Se no início as ilusões opticas são a sua preocupação,
Uta Barth, Untitled #8, 1989
na série “Ground”, Barth elimina qualquer objecto, sujeito, acontecimento das fotografias, e o que nós vemos é luz a entrar num espaço, como refere Barth “...the question for me always is how can I make you aware of your own activity of looking, instead of losing your attention to thoughts about what it is that you are looking at”.
Em 1999, a série “nowhere near”, é fotografada dentro de sua casa. Com diferentes ângulos e em diferentes horas do dia Barth fotografa o exterior que se vê através das janelas.
Uta Barth, "nowhere near" (nw 9), 1999
Dirá “...what interests me the most is that it is so visually familiar that it becomes almost invisible...and nothing hapens, nothing ever changes for days, for months, only the light...I’m interesting in eliciting a perceptual experience...”.

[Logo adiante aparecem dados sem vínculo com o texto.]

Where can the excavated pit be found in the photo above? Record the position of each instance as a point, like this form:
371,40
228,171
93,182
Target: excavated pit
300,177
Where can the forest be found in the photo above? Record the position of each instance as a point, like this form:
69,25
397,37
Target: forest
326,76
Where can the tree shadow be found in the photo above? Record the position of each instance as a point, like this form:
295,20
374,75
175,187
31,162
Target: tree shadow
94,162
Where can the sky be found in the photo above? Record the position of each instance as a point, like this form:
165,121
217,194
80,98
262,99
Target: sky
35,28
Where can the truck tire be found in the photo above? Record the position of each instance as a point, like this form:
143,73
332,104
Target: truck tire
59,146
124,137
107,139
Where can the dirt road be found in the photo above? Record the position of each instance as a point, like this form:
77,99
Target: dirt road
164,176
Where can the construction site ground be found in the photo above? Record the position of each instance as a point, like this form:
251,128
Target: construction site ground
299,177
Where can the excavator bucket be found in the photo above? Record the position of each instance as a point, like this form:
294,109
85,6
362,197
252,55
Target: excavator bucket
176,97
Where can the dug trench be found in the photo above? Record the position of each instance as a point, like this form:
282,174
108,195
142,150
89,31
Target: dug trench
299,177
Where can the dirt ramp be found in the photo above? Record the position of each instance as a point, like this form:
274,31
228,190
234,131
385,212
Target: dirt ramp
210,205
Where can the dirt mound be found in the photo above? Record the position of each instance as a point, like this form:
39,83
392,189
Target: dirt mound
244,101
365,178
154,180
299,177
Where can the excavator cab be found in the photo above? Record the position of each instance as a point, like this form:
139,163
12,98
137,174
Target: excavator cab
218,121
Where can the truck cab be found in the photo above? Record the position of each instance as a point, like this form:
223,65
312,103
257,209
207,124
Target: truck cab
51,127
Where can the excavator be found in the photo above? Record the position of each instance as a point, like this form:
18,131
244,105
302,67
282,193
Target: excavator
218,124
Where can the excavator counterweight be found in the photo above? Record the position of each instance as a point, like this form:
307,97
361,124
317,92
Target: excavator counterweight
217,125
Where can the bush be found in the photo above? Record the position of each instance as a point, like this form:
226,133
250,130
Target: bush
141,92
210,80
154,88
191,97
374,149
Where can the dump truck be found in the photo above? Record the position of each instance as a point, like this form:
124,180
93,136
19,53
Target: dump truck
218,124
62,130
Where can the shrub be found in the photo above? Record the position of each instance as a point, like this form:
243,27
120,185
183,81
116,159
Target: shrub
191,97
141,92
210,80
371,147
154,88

E para tornar o espectador consciente da actividade que é o olhar, esta série revela uma óptica de extrema simplicidade. Quando olhamos para um objecto ajustamos de certa maneira o nosso aparelho ocular. Para melhor entendermos o que se disse basta olhar para as figuras ambíguas utilizadas pelos psicólogos.

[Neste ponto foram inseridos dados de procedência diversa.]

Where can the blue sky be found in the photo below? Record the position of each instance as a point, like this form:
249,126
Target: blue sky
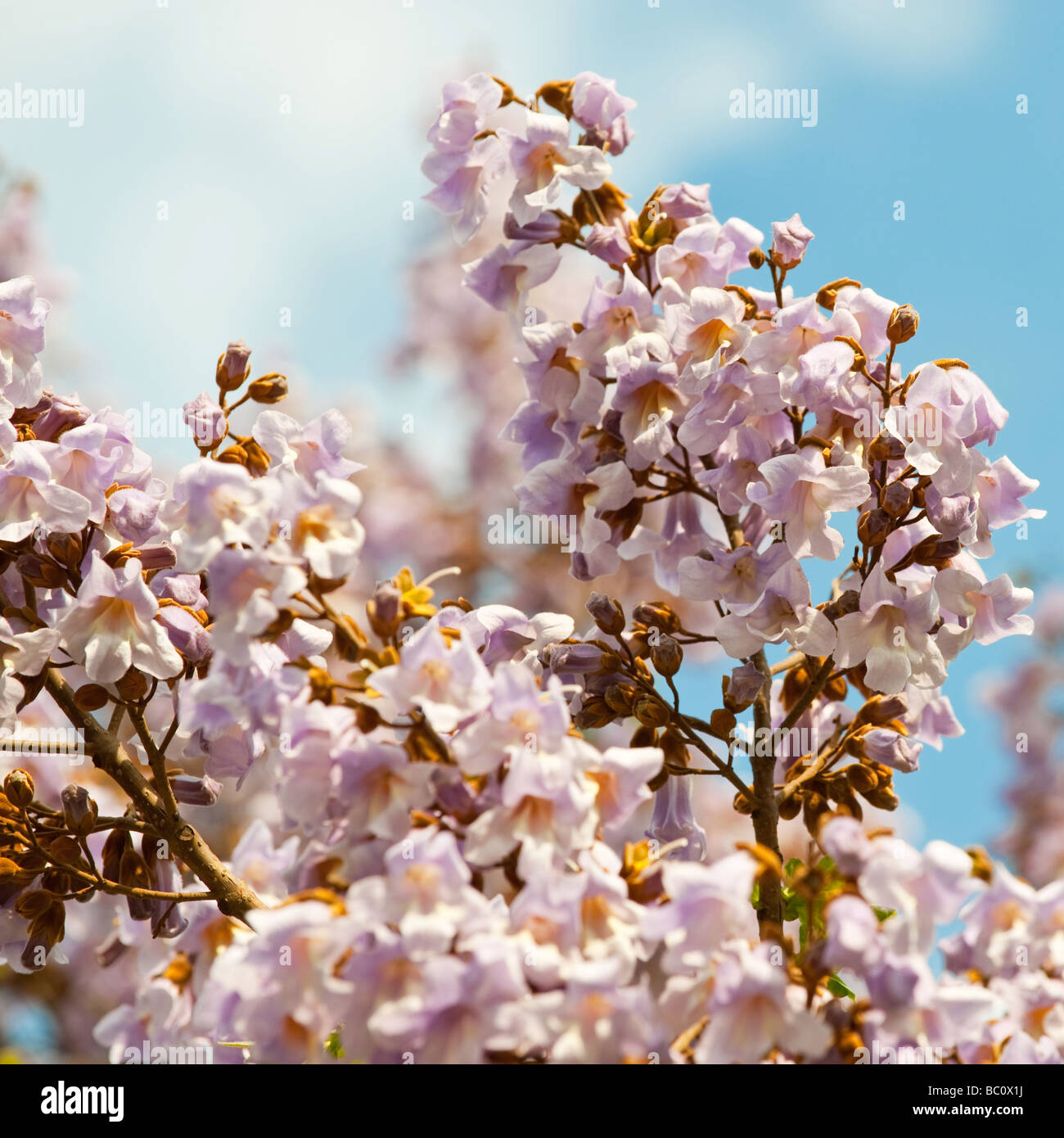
303,210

As figuras alternam objecto e fundo, e o mesmo padrão de estímulo no olho motiva diferentes percepções, ora vemos uma jarra branca ora vemos dois perfis. Em “nowhere near”, Barth obriga os nossos olhos a ajustar-se primeiro ao vidro da janela,
Uta Barth, "nowhere near" (nw 14), 1999
para em seguida, nos determos na paisagem desfocada que quase não vemos. Cada uma destas visões, requer um ajustamento ocular diferente, como se se tratasse de dois estímulos diferentes, semelhantes às figuras ambíguas, desta forma Barth pretende revelar ao espectador a natureza ambígua da percepção.
Em 2002, “white blind (bright red)”, o trabalho restringe-se ao exterior, “ It’s just the tree outside of my window! It’s no longer even the window; it’s just the tree”. Agora são os fenómenos da fadiga ocular que Barth explora e quer revelar. Utilizando séries repetitivas da mesma àrvore,
Uta Barth, "white blind (bright red)" 2002
interrompe-as com painéis coloridos, amarelo, vermelho, branco....E mais uma vez, à semelhança de experiências feitas por psicólogos, que depois de submeterem sujeitos a longas exposições de um mesmo estímulo, verificaram que após uma interrupção, o sujeito continua, mesmo já sem o estímulo, a ver a mesma imagem. Barth traduz estas experiências,
nestas imagens brancas, amarelas, que para além da cor reproduzem em negativo as imagens das àrvores. Em galerias, este trabalho é exposto como se um horizonte de imagens se tratasse.
Uta Barth, "white blind (bright red)" 2002, instalação no ACME de Los Angeles

A percepção não é simplesmente determinada por estímulos. Até onde a experiência afecta a percepção? Até que ponto temos que aprender a ver?